I built the system in Google Apps Script because the source of truth already lived close to Google Sheets. That mattered. I did not need to force the team into a new tool just to prove a technical point. I could meet the workflow where it already existed and build a cleaner layer on top.
The backend reads the source data, normalizes it, and returns a structured data object the dashboard can use. It separates weekly, monthly, quarterly, platform-level, and aggregate views so the interface is not guessing what the numbers mean.
A big part of the work was mapping inconsistent source structures into one consistent reporting model. That is the unglamorous part of automation most people skip. If the data model is weak, the dashboard becomes decoration. If the data model is strong, the dashboard becomes an operating tool.
I added caching so the dashboard does not need to rebuild everything on every normal load. I also included refresh controls and warnings so the system can tell the operator when something needs attention instead of silently failing.
The frontend gives the team multiple ways to look at the same operating reality. I built a quick view for fast movement checks, a detailed view for deeper analysis, an executive snapshot for leadership reporting, and a dedicated MQL view for demand-generation visibility.
The filters matter because different questions need different cuts of the data. I can look by person, by platform, by period, or by broader channel grouping. That makes the dashboard useful for both strategic review and tactical diagnosis.
I also built charting and comparison logic so the system can show movement over time instead of only showing isolated numbers. A number by itself is usually not enough. The useful question is whether it improved, declined, accelerated, stalled, or shifted because of a specific channel.
The system includes export workflows for PDF and slide-style reporting. That is important because dashboards are not always the final destination. Sometimes the output needs to become a meeting artifact, a leadership update, or a follow-up report.
I added an AI summary layer, but I treated it as a reporting assistant, not the source of truth. The system prepares the structured context first, then the AI layer can help turn the numbers into a readable executive summary.
The API key is handled through script properties rather than being hardcoded into the interface. That is the correct pattern for this type of work. Secrets should not live in frontend code, published HTML, or copied dashboard snippets.
I also built fallback behavior because AI features should not break the reporting workflow. If the model is unavailable, returns something unusable, or fails because of a configuration issue, the dashboard still needs to work.
This is the difference between an AI demo and an AI-enabled business workflow. The demo says, 'Look, AI can summarize this.' The workflow says, 'The data is structured, the logic is controlled, the output is useful, and the team can still operate when the AI layer is not available.'
The useful work was deciding what the system should protect the team from: manual copying, unclear period comparisons, inconsistent platform views, repeated report formatting, and fragile executive updates.

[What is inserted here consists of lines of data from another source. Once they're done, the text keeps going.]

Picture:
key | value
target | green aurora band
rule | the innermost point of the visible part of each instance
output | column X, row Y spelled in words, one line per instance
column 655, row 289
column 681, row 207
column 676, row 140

For businesses, this is where AI consulting should go. I start by finding where the business repeatedly translates messy work into decisions, then build the workflow that makes that translation faster, cleaner, and more reliable.
A media team needs this because the speed of content can hide the quality of operations. If reporting is slow, scattered, or inconsistent, leadership cannot see what is actually moving. A good tracking system turns performance into a shared language.
I would apply the same pattern to any business with recurring performance reviews: agencies, clinics, sales teams, education businesses, ecommerce teams, recruiting teams, and internal operations departments. The tools may change, but the operating principle stays the same.
First, I map the real workflow. Second, I define the data model. Third, I build the dashboard and controls. Fourth, I add automation, export, and AI only where they make the process easier to run.
That is what I built here: a private, practical reporting workflow that helps a team move from raw performance data to clearer decisions without exposing sensitive information or depending on manual reporting every week.